Pour protéger leurs lignes contre la concurrence et garder leur trafic, les C.F.R.A., après avoir créé eux-mêmes des services automobiles ont été amenés à moderniser complètement leur réseau dans le but d'offrir à la clientèle un mode de transports techniquement supérieur aux autobus et en même temps plus économique : quatre schémas montrent les transformations successives du réseau des C.F.R.A.

Le programme de ces transformations est le suivant :
         1° Seule restera exploitée par tramways électriques l'artère la plus fréquentée suivant les bords de la mer et desservant la partie la plus peuplée de l'agglomération algéroise ainsi que ses faubourgs de l'Agha et de Mustapha, entre la Place du Gouvernement et le Ruisseau; sur cette ligne circulent déjà des rames réversibles de deux ou trois voitures modernes : deux motrices seules ou deux motrices encadrant une remorque;

         2° La plus ancienne ligne électrique, qui relie les Deux-Moulins à Maison-Carrée sur une distance de 20 km, sera remplacée par une ligne de trolleybus à forte densité de circulation : les tramways circulent toujours sur Alger-Maison-Carrée, longue ligne doublée d'ailleurs par des autobus plus rapides, mais la section Place du GouvernementDeux-Moulins est déjà, à l'heure actuelle, exploitée par trolleybus ; ultérieurement, elle sera prolongée à l'ouest des Deux-Moulins jusqu'à La Pointe Pescade et Baïnem en direction de Guyotville ;

         3° De même, la ligne de tramways de Kouba, abandonnée maintenant au delà du Ruisseau, a été remplacée sur sa section terminale accidentée Ruisseau-Kouba par une ligne de trolleybus prolongée sur 2 km jusqu'au Vieux-Kouba;

         4° Les C.F.R.A., comme nous l'avons vu précédemment ont été chargés de reprendre l'exploitation de l'ancienne ligne des " T.M.S. " qui relie, sur un parcours sinueux et au profil difficile, la place du Gouvernement à El-Biar, Châteauneuf et Ben-Aknoun ; après avoir été supprimée et exploitée pendant quelques temps en autobus, cette ligne vient d'être reconstruite en trolleybus : elle a été prolongée par un important embranchement de 4 km au départ de Châteauneuf jusqu'à La Bouzaréa, une des communes suburbaines les plus élevées de la banlieue d'Alger, à près de 400 m d'altitude et à 12 km du centre de la ville.

Lorsque les transformations, actuellement en cours, seront entièrement terminées, le réseau des C.F.R.A. sera tout à fait en mesure d'assurer régulièrement la desserte de la zone qui lui est confiée.
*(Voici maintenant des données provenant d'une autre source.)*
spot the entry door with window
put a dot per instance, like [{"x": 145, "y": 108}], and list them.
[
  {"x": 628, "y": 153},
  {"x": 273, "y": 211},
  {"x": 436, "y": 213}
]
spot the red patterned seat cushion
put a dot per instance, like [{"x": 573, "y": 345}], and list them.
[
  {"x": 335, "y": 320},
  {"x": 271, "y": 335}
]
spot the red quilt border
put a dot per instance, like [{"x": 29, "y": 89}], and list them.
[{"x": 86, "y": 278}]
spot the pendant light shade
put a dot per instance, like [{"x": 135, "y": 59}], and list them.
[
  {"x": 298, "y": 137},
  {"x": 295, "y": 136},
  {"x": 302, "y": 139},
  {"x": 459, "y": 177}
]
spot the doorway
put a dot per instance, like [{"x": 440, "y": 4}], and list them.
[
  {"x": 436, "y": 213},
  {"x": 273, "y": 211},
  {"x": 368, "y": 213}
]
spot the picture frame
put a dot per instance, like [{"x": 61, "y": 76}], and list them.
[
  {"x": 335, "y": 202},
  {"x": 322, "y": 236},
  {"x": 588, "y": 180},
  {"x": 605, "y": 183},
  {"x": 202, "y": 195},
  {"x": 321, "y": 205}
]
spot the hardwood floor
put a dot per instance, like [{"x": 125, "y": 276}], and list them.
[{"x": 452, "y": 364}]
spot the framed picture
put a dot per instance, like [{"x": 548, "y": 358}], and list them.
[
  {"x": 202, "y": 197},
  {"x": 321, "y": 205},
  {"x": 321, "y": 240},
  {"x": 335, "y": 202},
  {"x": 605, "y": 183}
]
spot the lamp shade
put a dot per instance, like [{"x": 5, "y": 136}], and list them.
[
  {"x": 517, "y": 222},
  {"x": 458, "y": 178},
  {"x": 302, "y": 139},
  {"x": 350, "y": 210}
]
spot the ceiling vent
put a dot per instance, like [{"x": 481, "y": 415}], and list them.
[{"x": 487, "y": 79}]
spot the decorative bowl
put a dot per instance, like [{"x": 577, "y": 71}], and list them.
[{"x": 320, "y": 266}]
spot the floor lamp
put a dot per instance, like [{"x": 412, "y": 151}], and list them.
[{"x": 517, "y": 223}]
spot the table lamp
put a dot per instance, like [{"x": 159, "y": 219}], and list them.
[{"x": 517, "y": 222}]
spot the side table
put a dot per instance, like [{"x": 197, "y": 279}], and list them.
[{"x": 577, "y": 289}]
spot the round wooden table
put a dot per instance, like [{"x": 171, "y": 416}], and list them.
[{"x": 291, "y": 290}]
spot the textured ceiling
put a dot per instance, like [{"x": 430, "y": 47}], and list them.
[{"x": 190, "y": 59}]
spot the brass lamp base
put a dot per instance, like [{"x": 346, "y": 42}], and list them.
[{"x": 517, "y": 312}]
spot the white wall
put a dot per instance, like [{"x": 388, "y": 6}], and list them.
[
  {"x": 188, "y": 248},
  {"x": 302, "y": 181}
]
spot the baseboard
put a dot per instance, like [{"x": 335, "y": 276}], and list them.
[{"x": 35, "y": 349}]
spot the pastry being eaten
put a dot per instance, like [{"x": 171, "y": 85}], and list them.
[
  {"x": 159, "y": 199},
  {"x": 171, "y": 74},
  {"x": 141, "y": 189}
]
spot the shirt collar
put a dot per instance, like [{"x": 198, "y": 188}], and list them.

Le réseau des T.A. superposé au réseau des C.F.R.A. sur des itinéraires différents assure, avec ce dernier, à l'agglomération algéroise une desserte parfaitement homogène et rationnelle permettant aux citadins de s'installer sans crainte dans les zones suburbaines les plus salubres et les plus aérées, en leur donnant l'assurance d'être reliés par un moyen de transport rapide au centre des affaires ou aux lieux de travail.

A côté de cette fonction pratique, le réseau des C.F.R.A. a aussi un certain caractère touristique puisque sa ligne principale longe, sur près de 40 km, le bord de la Méditerranée desservant toute une série de plages pittoresques de part et d'autre de la Pointe-Pescade.

En attendant qu'un trolleybus soit établi sur le parcours entier de cette ligne, des services d'autobus prolongent au delà des Deux-Moulins la ligne existante, par Baïnem, Guyotville, Staouéli et Sidi-Ferruch, le site historique du débarquement de 1830.

H. LARTILLEUX.
Ancien élève de l'Ecole Polytechnique, Inspecteur Principal de la S.N.C.F. Chef du Service Voyageurs de la S.C.E.T.A.